McGill manque d’éthique.

Les démêlés de McGill avec l’industrie de l’amiante ne sont pas encore pardonnés. L’université est toujours critiquée pour le rôle qu’elle a joué dans la propagation erronée du caractère inoffensif de l’amiante. C’est ce qu’ont soulevé les conférenciers Kathleen Ruff, coordonnatrice fondatrice de l’Alliance pour la Convention de Rotterdam (ROCA), et David Egilman, professeur clinicien de médecine de famille, lors de la discussion sur l’avenir de l’amiante organisée par McGill. Les conférenciers ont salué l’initiative de McGill d’organiser un tel événement, quoi que cela ne règle pas la problématique selon eux. Même si l’amiante n’est plus exploitée depuis peu au Québec, on en retrouve toujours dans bon nombre d’infrastructures. Des pays en développement l’exploitent toujours, son interdiction n’étant pas établie internationalement, et l’industrie de l’amiante exerçant toujours un pouvoir sur les décisions politiques et économiques de ces pays.

 

 L’amiante, dangereuse ou pas ?

La dangerosité de l’amiante a été souvent remise en question.
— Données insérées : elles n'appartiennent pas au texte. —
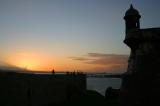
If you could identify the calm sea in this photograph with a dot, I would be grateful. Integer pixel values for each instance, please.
(101, 84)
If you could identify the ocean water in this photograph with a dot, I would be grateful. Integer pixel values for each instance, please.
(101, 84)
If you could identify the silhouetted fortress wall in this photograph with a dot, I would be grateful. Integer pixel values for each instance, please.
(20, 89)
(141, 82)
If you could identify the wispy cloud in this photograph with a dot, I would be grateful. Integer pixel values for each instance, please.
(102, 61)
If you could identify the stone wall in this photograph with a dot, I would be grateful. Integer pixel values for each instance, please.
(141, 82)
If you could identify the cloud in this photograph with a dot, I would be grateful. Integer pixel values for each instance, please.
(108, 59)
(80, 58)
(105, 62)
(6, 66)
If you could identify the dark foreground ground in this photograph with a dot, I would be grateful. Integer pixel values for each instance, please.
(90, 98)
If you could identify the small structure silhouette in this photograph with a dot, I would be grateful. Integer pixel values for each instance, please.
(141, 82)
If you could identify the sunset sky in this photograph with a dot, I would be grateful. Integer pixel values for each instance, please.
(67, 35)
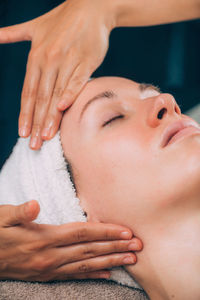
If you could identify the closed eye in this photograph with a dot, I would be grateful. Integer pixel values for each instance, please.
(113, 119)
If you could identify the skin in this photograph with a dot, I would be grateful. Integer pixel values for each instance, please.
(68, 44)
(135, 182)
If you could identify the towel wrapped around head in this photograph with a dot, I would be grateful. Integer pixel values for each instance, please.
(42, 175)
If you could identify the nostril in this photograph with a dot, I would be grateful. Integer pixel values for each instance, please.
(161, 113)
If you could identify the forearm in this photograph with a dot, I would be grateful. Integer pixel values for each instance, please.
(153, 12)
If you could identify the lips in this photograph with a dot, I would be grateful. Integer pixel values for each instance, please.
(173, 131)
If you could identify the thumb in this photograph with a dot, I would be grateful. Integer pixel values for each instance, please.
(15, 33)
(12, 215)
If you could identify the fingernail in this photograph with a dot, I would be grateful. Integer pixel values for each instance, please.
(125, 235)
(23, 131)
(33, 142)
(62, 104)
(128, 260)
(45, 132)
(132, 246)
(104, 275)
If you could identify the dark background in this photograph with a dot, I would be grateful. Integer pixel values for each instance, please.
(166, 55)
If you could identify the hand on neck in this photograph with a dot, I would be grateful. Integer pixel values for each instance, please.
(169, 265)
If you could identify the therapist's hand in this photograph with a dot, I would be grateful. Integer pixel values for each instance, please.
(68, 44)
(38, 252)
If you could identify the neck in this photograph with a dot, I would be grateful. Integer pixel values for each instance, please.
(169, 265)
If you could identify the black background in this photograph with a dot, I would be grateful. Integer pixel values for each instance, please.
(166, 55)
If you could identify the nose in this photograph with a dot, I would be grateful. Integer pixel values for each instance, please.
(162, 106)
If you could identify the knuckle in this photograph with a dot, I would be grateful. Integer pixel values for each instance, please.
(28, 92)
(82, 234)
(88, 251)
(42, 264)
(34, 53)
(78, 80)
(84, 267)
(36, 128)
(68, 93)
(52, 53)
(113, 261)
(40, 97)
(57, 92)
(107, 234)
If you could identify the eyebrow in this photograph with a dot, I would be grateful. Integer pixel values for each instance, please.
(109, 94)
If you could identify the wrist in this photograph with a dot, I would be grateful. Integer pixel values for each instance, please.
(120, 11)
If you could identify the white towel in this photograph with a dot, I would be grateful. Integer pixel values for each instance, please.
(42, 175)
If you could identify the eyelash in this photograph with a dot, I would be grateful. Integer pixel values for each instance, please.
(113, 119)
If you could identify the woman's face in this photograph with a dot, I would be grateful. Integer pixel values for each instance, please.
(114, 141)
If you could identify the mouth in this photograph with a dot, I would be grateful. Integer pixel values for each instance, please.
(178, 130)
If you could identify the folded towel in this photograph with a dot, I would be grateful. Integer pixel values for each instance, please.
(42, 175)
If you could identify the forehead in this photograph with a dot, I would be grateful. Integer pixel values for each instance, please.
(121, 86)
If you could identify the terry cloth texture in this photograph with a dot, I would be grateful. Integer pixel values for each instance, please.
(42, 175)
(70, 290)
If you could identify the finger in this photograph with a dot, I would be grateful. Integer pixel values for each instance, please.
(79, 78)
(82, 251)
(16, 33)
(54, 116)
(43, 98)
(29, 93)
(12, 215)
(104, 274)
(97, 263)
(73, 233)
Comme le professeur Egilman l’explique, les compagnies qui exploitent l’amiante ont exercé une pression pour que ce minéral ne soit pas reconnu comme pouvant mener au développement de maladies pulmonaires. C’est qu’une telle annonce aurait représenté une menace pour la survie de l’industrie. Par exemple, l’étude Pedley menée en 1930 démontre que 24 mineurs sur 54 examinés travaillant dans des mines d’amiante de Thetford Mines avaient été diagnostiqués comme souffrant de l’asbestose. Toutefois, cette étude n’a jamais été publiée. Le même scénario se répète en 1958, alors que l’Association des mines d’amiante du Québec (AMAQ) fait une étude sur les mines, où elle découvre qu’un mineur souffrant d’asbestose a plus de chance de développer un cancer des poumons que quelqu’un qui n’est pas exposé à l’amiante. Toutefois, c’est tout le contraire que l’AMAQ publie : l’exposition à l’amiante ne peut mener au développement de cancer pulmonaire.

L’AMAQ a cherché à légitimer ses affirmations par un support universitaire, ce que l’Université McGill a fourni. Les recherches du Dr John Corbett McDonald de McGill ont en effet  démontré que l’exposition à l’amiante chrysotile était essentiellement inoffensive quand le contact avec le minéral était moins de 300 mppcf/année. Avec cette recherche, les industries ont ainsi pu continuer à exploiter les mines d’amiante.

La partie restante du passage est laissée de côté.